FAIRBANKS, Alaska (KTUU) - Powerful waves are being thrown at coastal communities, pushed from volatile winter storms which eat away at the land gradually over time. Though tides are naturally occurring, these choppier waters pose real threats to towns and villages which rest on vulnerable land.
Now, a new pilot program has been launched to look into why this is happening so frequently, and what it is doing to Alaska's coastline.
Researchers with the University of Alaska Fairbanks are using "storm-surge sensors" to collect new data about the severe winter storms. In a statement issued by UAF, they say this research was necessitated by the storms "slowly claiming several erosion-ravaged Northwest Alaska villages."
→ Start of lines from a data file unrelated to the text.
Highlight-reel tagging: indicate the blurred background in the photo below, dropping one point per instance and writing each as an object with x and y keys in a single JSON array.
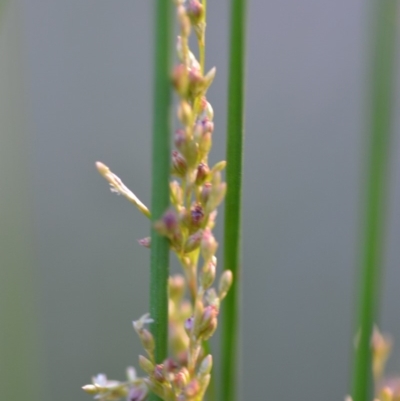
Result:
[{"x": 75, "y": 87}]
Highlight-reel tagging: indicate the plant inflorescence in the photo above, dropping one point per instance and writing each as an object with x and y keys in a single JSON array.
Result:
[{"x": 195, "y": 193}]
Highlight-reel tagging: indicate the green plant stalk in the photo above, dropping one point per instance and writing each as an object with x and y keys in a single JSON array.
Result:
[
  {"x": 159, "y": 258},
  {"x": 382, "y": 85},
  {"x": 232, "y": 223}
]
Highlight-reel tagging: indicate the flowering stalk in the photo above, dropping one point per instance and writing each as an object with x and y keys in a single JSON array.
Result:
[{"x": 195, "y": 193}]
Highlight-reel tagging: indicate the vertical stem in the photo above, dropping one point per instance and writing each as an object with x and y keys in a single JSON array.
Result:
[
  {"x": 379, "y": 127},
  {"x": 160, "y": 176},
  {"x": 232, "y": 224}
]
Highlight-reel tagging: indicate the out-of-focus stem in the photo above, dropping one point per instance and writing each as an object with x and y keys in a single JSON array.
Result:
[
  {"x": 379, "y": 127},
  {"x": 232, "y": 226}
]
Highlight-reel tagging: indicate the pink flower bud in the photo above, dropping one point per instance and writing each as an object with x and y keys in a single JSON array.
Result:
[
  {"x": 205, "y": 193},
  {"x": 197, "y": 215},
  {"x": 192, "y": 388},
  {"x": 179, "y": 166},
  {"x": 193, "y": 241},
  {"x": 159, "y": 373},
  {"x": 180, "y": 79},
  {"x": 202, "y": 173},
  {"x": 145, "y": 242},
  {"x": 189, "y": 324},
  {"x": 195, "y": 11}
]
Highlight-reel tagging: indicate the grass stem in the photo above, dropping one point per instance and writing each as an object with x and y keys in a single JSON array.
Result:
[
  {"x": 232, "y": 223},
  {"x": 379, "y": 128}
]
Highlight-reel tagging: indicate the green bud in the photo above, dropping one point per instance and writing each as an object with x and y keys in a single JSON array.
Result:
[
  {"x": 202, "y": 173},
  {"x": 147, "y": 340},
  {"x": 208, "y": 79},
  {"x": 218, "y": 166},
  {"x": 208, "y": 273},
  {"x": 225, "y": 283},
  {"x": 176, "y": 287},
  {"x": 205, "y": 366},
  {"x": 146, "y": 365},
  {"x": 180, "y": 79},
  {"x": 176, "y": 193},
  {"x": 208, "y": 245},
  {"x": 185, "y": 113},
  {"x": 193, "y": 241}
]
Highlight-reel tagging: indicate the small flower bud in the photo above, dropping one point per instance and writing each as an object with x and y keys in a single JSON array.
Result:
[
  {"x": 219, "y": 166},
  {"x": 205, "y": 144},
  {"x": 225, "y": 283},
  {"x": 180, "y": 79},
  {"x": 387, "y": 394},
  {"x": 159, "y": 373},
  {"x": 189, "y": 325},
  {"x": 208, "y": 274},
  {"x": 193, "y": 242},
  {"x": 90, "y": 389},
  {"x": 196, "y": 81},
  {"x": 198, "y": 317},
  {"x": 217, "y": 192},
  {"x": 192, "y": 389},
  {"x": 185, "y": 113},
  {"x": 147, "y": 340},
  {"x": 146, "y": 242},
  {"x": 146, "y": 365},
  {"x": 176, "y": 287},
  {"x": 208, "y": 79},
  {"x": 209, "y": 111},
  {"x": 196, "y": 215},
  {"x": 170, "y": 366},
  {"x": 205, "y": 193},
  {"x": 180, "y": 139},
  {"x": 208, "y": 126},
  {"x": 205, "y": 366},
  {"x": 175, "y": 192},
  {"x": 168, "y": 225},
  {"x": 131, "y": 373},
  {"x": 182, "y": 378},
  {"x": 209, "y": 314},
  {"x": 212, "y": 298},
  {"x": 195, "y": 11},
  {"x": 184, "y": 22},
  {"x": 208, "y": 332},
  {"x": 202, "y": 173},
  {"x": 179, "y": 166},
  {"x": 208, "y": 245}
]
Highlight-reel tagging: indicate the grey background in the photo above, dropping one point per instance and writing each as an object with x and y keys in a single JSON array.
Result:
[{"x": 85, "y": 67}]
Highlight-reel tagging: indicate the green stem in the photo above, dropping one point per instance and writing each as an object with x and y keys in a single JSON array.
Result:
[
  {"x": 232, "y": 226},
  {"x": 379, "y": 127},
  {"x": 160, "y": 177}
]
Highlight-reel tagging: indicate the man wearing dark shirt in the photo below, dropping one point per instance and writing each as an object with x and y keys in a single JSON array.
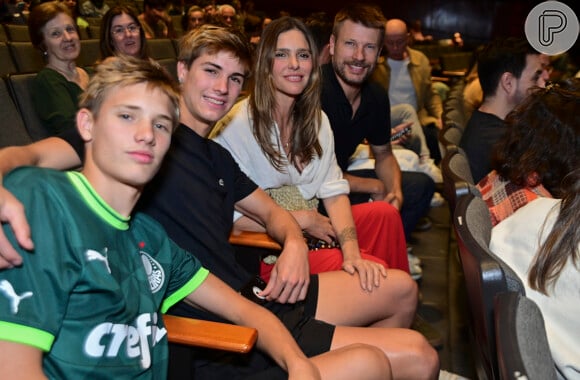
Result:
[
  {"x": 507, "y": 69},
  {"x": 359, "y": 110}
]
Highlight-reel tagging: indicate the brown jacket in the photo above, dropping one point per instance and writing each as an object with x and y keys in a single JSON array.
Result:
[{"x": 429, "y": 104}]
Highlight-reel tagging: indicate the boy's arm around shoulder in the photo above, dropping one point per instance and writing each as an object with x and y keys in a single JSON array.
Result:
[{"x": 53, "y": 153}]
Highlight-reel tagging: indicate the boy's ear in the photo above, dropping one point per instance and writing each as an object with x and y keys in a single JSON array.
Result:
[
  {"x": 181, "y": 71},
  {"x": 508, "y": 83},
  {"x": 85, "y": 123}
]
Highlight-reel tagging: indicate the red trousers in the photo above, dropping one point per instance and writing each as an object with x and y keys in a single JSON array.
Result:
[{"x": 380, "y": 238}]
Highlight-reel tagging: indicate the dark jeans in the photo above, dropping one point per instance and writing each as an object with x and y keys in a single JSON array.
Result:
[
  {"x": 418, "y": 189},
  {"x": 431, "y": 138}
]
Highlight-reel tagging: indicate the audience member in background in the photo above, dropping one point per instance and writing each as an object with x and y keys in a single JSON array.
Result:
[
  {"x": 195, "y": 204},
  {"x": 540, "y": 147},
  {"x": 280, "y": 138},
  {"x": 227, "y": 14},
  {"x": 155, "y": 20},
  {"x": 121, "y": 33},
  {"x": 358, "y": 110},
  {"x": 406, "y": 75},
  {"x": 541, "y": 243},
  {"x": 127, "y": 118},
  {"x": 193, "y": 18},
  {"x": 56, "y": 88},
  {"x": 507, "y": 69},
  {"x": 94, "y": 8},
  {"x": 320, "y": 26},
  {"x": 73, "y": 7},
  {"x": 416, "y": 33},
  {"x": 209, "y": 9}
]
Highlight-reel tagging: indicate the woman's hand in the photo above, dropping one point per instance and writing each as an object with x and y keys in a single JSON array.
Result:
[
  {"x": 316, "y": 225},
  {"x": 12, "y": 212},
  {"x": 370, "y": 272}
]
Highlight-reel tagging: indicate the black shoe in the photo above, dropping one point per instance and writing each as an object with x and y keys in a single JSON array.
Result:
[
  {"x": 423, "y": 224},
  {"x": 432, "y": 335}
]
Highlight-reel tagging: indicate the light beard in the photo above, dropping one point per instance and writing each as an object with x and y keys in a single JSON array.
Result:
[{"x": 340, "y": 70}]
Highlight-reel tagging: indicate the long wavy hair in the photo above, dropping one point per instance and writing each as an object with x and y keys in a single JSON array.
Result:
[
  {"x": 542, "y": 140},
  {"x": 562, "y": 242},
  {"x": 306, "y": 113}
]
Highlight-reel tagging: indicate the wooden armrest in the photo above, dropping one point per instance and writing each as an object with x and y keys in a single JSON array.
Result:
[
  {"x": 215, "y": 335},
  {"x": 254, "y": 239}
]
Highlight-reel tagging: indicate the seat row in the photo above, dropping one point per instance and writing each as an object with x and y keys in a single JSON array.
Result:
[
  {"x": 19, "y": 123},
  {"x": 506, "y": 328},
  {"x": 23, "y": 57}
]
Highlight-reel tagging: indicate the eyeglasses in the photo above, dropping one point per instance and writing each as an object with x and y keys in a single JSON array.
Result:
[{"x": 120, "y": 30}]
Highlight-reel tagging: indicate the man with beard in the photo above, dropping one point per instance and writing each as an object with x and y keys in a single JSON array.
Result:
[
  {"x": 507, "y": 69},
  {"x": 359, "y": 110}
]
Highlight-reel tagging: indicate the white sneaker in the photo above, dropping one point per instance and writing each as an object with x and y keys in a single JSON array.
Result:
[
  {"x": 437, "y": 200},
  {"x": 428, "y": 167}
]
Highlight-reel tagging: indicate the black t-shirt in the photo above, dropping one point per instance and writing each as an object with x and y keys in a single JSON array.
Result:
[
  {"x": 481, "y": 133},
  {"x": 371, "y": 121}
]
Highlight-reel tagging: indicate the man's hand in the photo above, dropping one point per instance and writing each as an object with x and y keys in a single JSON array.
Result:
[
  {"x": 370, "y": 272},
  {"x": 12, "y": 212},
  {"x": 290, "y": 276}
]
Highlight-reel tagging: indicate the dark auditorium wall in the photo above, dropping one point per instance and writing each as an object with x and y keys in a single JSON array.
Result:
[{"x": 476, "y": 20}]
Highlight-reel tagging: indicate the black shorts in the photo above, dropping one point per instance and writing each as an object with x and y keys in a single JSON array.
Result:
[{"x": 314, "y": 337}]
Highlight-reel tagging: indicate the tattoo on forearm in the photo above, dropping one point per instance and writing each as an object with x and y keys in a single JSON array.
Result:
[{"x": 348, "y": 234}]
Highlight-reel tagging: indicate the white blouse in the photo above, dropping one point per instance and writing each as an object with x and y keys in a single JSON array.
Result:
[{"x": 321, "y": 178}]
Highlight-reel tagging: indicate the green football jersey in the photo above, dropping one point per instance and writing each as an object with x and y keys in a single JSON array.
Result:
[{"x": 91, "y": 292}]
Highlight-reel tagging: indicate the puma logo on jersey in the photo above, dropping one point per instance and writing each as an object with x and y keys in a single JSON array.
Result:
[
  {"x": 8, "y": 290},
  {"x": 95, "y": 255}
]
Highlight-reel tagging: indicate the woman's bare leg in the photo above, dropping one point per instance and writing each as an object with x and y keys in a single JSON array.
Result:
[
  {"x": 409, "y": 353},
  {"x": 342, "y": 302},
  {"x": 387, "y": 311},
  {"x": 356, "y": 361}
]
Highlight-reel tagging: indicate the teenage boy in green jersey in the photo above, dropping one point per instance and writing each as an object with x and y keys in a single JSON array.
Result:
[{"x": 85, "y": 303}]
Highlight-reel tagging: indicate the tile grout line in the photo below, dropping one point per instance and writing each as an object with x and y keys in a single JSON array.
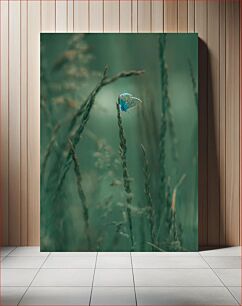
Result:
[
  {"x": 220, "y": 280},
  {"x": 90, "y": 299},
  {"x": 34, "y": 278},
  {"x": 135, "y": 296}
]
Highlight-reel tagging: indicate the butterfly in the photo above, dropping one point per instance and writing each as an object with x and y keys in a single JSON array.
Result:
[{"x": 127, "y": 101}]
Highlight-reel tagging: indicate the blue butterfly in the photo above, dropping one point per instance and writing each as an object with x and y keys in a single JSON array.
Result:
[{"x": 126, "y": 101}]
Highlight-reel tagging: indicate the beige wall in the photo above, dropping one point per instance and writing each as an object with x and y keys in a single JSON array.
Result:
[{"x": 217, "y": 23}]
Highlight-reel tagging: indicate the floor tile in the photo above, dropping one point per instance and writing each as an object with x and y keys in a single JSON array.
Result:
[
  {"x": 11, "y": 295},
  {"x": 175, "y": 277},
  {"x": 113, "y": 277},
  {"x": 64, "y": 277},
  {"x": 73, "y": 254},
  {"x": 57, "y": 296},
  {"x": 230, "y": 251},
  {"x": 231, "y": 262},
  {"x": 230, "y": 277},
  {"x": 236, "y": 292},
  {"x": 4, "y": 251},
  {"x": 162, "y": 254},
  {"x": 113, "y": 296},
  {"x": 70, "y": 262},
  {"x": 184, "y": 296},
  {"x": 114, "y": 262},
  {"x": 169, "y": 262},
  {"x": 17, "y": 277},
  {"x": 114, "y": 254},
  {"x": 23, "y": 262},
  {"x": 28, "y": 251}
]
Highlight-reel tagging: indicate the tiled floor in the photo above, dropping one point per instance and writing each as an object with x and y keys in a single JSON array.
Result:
[{"x": 29, "y": 277}]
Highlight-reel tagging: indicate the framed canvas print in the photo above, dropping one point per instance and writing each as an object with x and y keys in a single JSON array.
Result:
[{"x": 119, "y": 142}]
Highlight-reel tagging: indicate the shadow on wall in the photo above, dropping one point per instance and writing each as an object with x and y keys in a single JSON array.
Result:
[{"x": 208, "y": 150}]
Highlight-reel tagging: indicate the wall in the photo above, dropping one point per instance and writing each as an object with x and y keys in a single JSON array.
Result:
[{"x": 217, "y": 23}]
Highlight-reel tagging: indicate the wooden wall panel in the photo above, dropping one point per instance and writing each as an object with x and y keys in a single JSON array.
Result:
[
  {"x": 70, "y": 15},
  {"x": 96, "y": 16},
  {"x": 157, "y": 16},
  {"x": 171, "y": 16},
  {"x": 4, "y": 121},
  {"x": 111, "y": 16},
  {"x": 125, "y": 16},
  {"x": 134, "y": 14},
  {"x": 81, "y": 16},
  {"x": 23, "y": 123},
  {"x": 61, "y": 16},
  {"x": 144, "y": 16},
  {"x": 191, "y": 15},
  {"x": 182, "y": 15},
  {"x": 222, "y": 127},
  {"x": 213, "y": 122},
  {"x": 217, "y": 23},
  {"x": 232, "y": 122},
  {"x": 48, "y": 16}
]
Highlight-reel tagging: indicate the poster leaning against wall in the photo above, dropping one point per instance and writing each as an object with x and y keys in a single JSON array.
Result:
[{"x": 119, "y": 142}]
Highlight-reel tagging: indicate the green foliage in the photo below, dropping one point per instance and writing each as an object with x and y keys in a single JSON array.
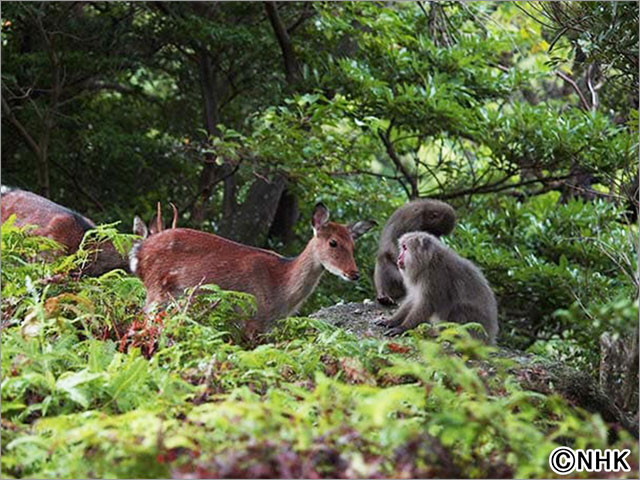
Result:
[
  {"x": 78, "y": 401},
  {"x": 556, "y": 270},
  {"x": 111, "y": 107}
]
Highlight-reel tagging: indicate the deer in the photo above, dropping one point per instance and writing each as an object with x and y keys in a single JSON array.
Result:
[
  {"x": 174, "y": 260},
  {"x": 155, "y": 225},
  {"x": 61, "y": 224}
]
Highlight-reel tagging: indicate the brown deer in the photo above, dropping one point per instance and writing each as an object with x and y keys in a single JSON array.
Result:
[
  {"x": 174, "y": 260},
  {"x": 60, "y": 224},
  {"x": 156, "y": 224}
]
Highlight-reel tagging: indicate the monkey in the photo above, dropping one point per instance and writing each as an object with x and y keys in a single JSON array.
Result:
[
  {"x": 441, "y": 286},
  {"x": 425, "y": 215}
]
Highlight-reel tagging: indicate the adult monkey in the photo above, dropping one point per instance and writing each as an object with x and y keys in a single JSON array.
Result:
[
  {"x": 441, "y": 287},
  {"x": 424, "y": 215}
]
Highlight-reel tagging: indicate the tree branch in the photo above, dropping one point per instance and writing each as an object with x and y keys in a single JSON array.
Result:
[
  {"x": 288, "y": 55},
  {"x": 31, "y": 143},
  {"x": 393, "y": 155},
  {"x": 572, "y": 82},
  {"x": 499, "y": 186}
]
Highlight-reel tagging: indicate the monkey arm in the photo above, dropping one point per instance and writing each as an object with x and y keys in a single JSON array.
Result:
[
  {"x": 397, "y": 318},
  {"x": 418, "y": 313},
  {"x": 387, "y": 279}
]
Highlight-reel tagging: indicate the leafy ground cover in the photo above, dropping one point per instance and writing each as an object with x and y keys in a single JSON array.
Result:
[{"x": 91, "y": 388}]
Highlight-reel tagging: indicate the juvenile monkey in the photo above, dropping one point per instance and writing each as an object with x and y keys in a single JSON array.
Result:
[
  {"x": 432, "y": 216},
  {"x": 441, "y": 283}
]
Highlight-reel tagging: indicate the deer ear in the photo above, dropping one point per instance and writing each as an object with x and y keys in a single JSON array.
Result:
[
  {"x": 360, "y": 228},
  {"x": 139, "y": 228},
  {"x": 320, "y": 216}
]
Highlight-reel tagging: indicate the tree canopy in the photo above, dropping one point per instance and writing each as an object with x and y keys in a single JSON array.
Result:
[{"x": 522, "y": 115}]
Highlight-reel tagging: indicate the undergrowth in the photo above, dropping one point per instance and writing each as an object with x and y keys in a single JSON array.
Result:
[{"x": 93, "y": 388}]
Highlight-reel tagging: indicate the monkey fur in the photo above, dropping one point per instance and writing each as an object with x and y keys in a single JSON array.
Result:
[
  {"x": 425, "y": 215},
  {"x": 441, "y": 286}
]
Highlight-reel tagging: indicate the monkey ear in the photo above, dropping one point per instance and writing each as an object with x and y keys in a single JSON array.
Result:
[
  {"x": 320, "y": 216},
  {"x": 360, "y": 228},
  {"x": 426, "y": 243}
]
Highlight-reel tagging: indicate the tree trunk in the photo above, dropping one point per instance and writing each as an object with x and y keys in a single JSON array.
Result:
[
  {"x": 251, "y": 221},
  {"x": 285, "y": 218},
  {"x": 210, "y": 171}
]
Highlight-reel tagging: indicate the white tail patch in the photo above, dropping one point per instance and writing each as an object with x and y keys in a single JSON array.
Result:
[{"x": 133, "y": 257}]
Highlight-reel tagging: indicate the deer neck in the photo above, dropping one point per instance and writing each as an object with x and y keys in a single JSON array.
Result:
[{"x": 304, "y": 274}]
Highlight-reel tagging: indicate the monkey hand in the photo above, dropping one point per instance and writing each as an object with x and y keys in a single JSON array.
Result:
[
  {"x": 385, "y": 300},
  {"x": 395, "y": 332},
  {"x": 385, "y": 322}
]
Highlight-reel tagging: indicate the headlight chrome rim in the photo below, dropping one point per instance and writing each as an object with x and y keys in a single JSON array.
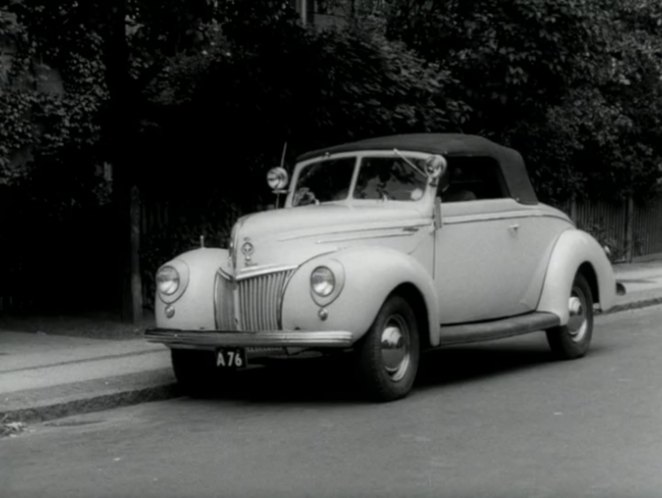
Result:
[
  {"x": 168, "y": 280},
  {"x": 334, "y": 268},
  {"x": 172, "y": 280},
  {"x": 322, "y": 281}
]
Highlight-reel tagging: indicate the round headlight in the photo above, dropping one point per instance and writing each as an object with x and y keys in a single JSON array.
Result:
[
  {"x": 167, "y": 280},
  {"x": 322, "y": 281}
]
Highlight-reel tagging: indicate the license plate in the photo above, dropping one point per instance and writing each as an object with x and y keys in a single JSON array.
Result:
[{"x": 232, "y": 358}]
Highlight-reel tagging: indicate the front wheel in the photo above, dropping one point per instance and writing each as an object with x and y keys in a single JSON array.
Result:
[
  {"x": 388, "y": 356},
  {"x": 573, "y": 339},
  {"x": 195, "y": 371}
]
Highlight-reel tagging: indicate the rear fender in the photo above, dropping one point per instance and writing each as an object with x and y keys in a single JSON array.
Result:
[{"x": 575, "y": 249}]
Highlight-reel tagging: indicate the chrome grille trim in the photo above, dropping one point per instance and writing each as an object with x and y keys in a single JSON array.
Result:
[
  {"x": 260, "y": 299},
  {"x": 224, "y": 314}
]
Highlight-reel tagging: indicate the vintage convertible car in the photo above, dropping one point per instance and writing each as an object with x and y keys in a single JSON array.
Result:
[{"x": 384, "y": 248}]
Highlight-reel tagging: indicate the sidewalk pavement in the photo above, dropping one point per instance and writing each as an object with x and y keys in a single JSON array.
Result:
[{"x": 44, "y": 376}]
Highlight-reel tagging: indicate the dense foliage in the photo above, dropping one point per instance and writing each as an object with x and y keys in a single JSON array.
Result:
[{"x": 573, "y": 84}]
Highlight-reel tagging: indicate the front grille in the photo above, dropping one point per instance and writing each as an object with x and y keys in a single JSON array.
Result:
[
  {"x": 224, "y": 303},
  {"x": 259, "y": 300}
]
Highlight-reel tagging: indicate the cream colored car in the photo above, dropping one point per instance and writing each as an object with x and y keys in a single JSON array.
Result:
[{"x": 385, "y": 248}]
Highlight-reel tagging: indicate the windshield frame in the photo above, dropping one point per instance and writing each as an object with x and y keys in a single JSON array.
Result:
[{"x": 359, "y": 156}]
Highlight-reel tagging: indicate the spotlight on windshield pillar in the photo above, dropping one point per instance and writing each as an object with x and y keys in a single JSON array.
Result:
[{"x": 277, "y": 179}]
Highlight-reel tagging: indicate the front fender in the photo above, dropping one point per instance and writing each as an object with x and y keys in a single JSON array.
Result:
[
  {"x": 573, "y": 249},
  {"x": 194, "y": 310},
  {"x": 371, "y": 274}
]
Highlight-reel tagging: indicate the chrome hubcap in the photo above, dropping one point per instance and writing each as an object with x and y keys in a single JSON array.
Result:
[
  {"x": 578, "y": 322},
  {"x": 394, "y": 343}
]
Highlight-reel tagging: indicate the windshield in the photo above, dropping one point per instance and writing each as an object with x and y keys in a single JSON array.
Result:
[
  {"x": 379, "y": 178},
  {"x": 391, "y": 178},
  {"x": 324, "y": 181}
]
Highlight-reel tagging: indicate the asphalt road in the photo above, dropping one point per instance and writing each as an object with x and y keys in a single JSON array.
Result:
[{"x": 492, "y": 420}]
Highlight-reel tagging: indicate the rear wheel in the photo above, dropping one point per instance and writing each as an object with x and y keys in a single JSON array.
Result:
[
  {"x": 573, "y": 339},
  {"x": 388, "y": 356}
]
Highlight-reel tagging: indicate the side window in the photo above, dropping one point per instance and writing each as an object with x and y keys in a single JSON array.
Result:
[{"x": 472, "y": 178}]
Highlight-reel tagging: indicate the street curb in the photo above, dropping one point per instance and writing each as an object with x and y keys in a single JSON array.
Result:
[
  {"x": 168, "y": 391},
  {"x": 91, "y": 404}
]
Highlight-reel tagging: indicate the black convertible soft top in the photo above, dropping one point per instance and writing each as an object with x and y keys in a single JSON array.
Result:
[{"x": 449, "y": 144}]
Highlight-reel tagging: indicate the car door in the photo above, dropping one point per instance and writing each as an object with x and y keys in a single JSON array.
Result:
[{"x": 490, "y": 251}]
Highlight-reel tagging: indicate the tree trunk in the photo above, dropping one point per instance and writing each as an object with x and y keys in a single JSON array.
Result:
[{"x": 122, "y": 129}]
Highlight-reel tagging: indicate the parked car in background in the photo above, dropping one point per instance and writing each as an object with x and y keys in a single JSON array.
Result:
[{"x": 385, "y": 248}]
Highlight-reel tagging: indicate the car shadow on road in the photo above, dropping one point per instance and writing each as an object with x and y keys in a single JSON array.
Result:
[
  {"x": 456, "y": 365},
  {"x": 331, "y": 380}
]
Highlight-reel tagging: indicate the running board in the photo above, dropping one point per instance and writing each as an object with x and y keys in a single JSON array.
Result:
[{"x": 497, "y": 329}]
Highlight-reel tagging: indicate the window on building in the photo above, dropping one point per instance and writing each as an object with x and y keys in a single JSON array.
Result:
[{"x": 472, "y": 178}]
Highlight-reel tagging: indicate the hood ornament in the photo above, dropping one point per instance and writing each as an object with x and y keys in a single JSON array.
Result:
[{"x": 247, "y": 249}]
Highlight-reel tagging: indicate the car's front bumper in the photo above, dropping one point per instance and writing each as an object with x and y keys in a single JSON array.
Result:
[{"x": 212, "y": 339}]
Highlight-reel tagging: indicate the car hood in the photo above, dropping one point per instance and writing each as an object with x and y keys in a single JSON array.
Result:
[{"x": 291, "y": 236}]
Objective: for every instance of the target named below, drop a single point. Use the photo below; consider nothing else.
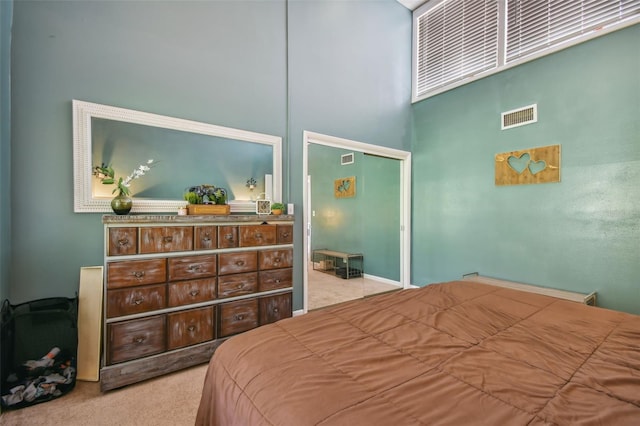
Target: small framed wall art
(345, 187)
In Kivalina, Shaktoolik and Shishmaref, Nick Konefal, a research engineer at the Alaska Center for Energy and Power, has deployed the sensors to better record exactly what is happening to the land there.
The goal of this data is to measure the storm frequency, which could provide answers into factors like climate change and shrinking sea ice, which is only half of the equation.
“These are small communities, and they know every square inch of the land,” Konefal said. “If you talk to locals they say the storms are getting bigger, but there’s not a lot of data out there.”
The sensors, which are mounted on tripods and planted near water lines in the communities, are activated to collect data during peak winter storm months from October to December.
Konefal said the ultimate goal of the project is to better predict winter storms and their potential for damage.
“If the storms are getting bigger, we want to know what’s happening,” he said.